Вообще, с физиологией людей и животных было связано довольно много заблуждений. Поначалу я думал, что птицы не могут ходить, а только летают. Но потом увидел, как скачут воробьи и ходят голуби.
А однажды у меня появился повод вдоволь посмеяться над моим другом Серегой, который искренне считал, что у ракообразных ноги имеются только с одной стороны туловища. Сразу видно маленького горожанина. Дело в том, что в учебнике биологии была соответствующая иллюстрация. Серега очень обиделся, когда я поднял его на смех. Да еще поделился его заблуждением с нашими одноклассниками. Дело едва не дошло до драки. Летом Серега поехал в деревню, и потом взахлеб рассказывал мне, как ловил раков, и что ноги у них с двух сторон.
Обманывать детей, по всей видимости, было в традициях нашей семьи. Я буквально обожал «деревянную» советскую жвачку – апельсиновую, мятную, кофейную. Хоть она и дубела после жевания.
– Мама, купи жвачку, – просил я. Маме мои просьбы очень не нравились. Отчасти потому, что никогда не было денег.
– Так, – сказала однажды мама. – Ты мою начальницу видел, Ирину Сергеевну?
– Да, – я кивнул.
– Хочешь, чтобы у тебя была такая же лошадиная челюсть?
Тут я испугался. Челюсть у Ирины Сергеевны была массивной и сильно выдавалась вперед, отчего она, и правда, очень походила на лошадь.
– Она в детстве тоже много жвачки жевала, – продолжала мама. – Вот и развилась челюсть.

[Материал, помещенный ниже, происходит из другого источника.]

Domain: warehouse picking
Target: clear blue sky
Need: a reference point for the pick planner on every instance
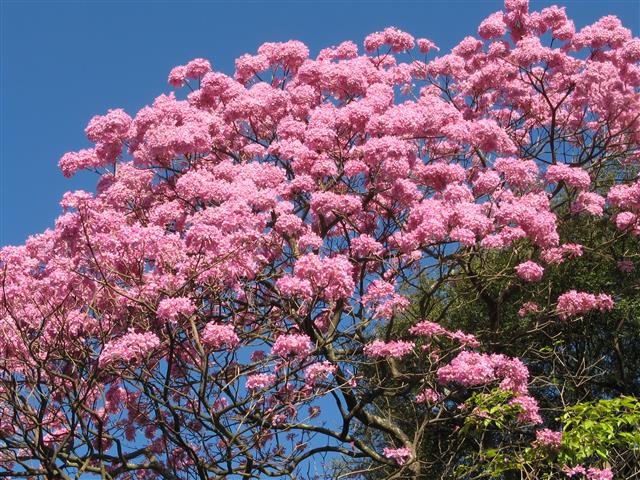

«Ничего себе», – подумал я. И с тех пор стал относиться к жвачке с опасением. Очень не хотелось в зрелом возрасте походить физиономией на коня.
А еще нельзя было есть много сладкого. Или «слипнутся кишки». Я так боялся этой перспективы, представляя, как живот прилипает к позвоночнику, что не позволял себе есть больше одной конфеты за раз. Впрочем, конфеты мне и так доставались редко. И по одной штуке. Но я отлично помню, как однажды, приехав к другой бабушке (папиной маме, с которой почти не общался, убитой им впоследствии ножницами), я увидел перед собой целое блюдо с конфетами. И побоялся съесть много, хотя вкусно было необыкновенно… Сосальные конфеты я любил больше шоколадных. И однажды, собрав десять копеек, купил себе сто грамм «Театральных» конфет – леденцовых – самых любимых. И ел их по одной штуке в день, опасаясь слипания кишок.
Исключение я делал для мятных таблеток. Они так и назывались. Я покупал их в аптеке (благо, стоили они 2 копейки) и жевал одну за одной. Удивительно, как в аптеке халатно относились к продажам лекарств. Могли бы поинтересоваться, зачем ребенок покупает таблетки. Пустые пачки прятал под подушку. И мама, конечно же, обнаружила их однажды. И был небольшой скандал. И я пообещал больше ничего не покупать в аптеке и не есть просто так.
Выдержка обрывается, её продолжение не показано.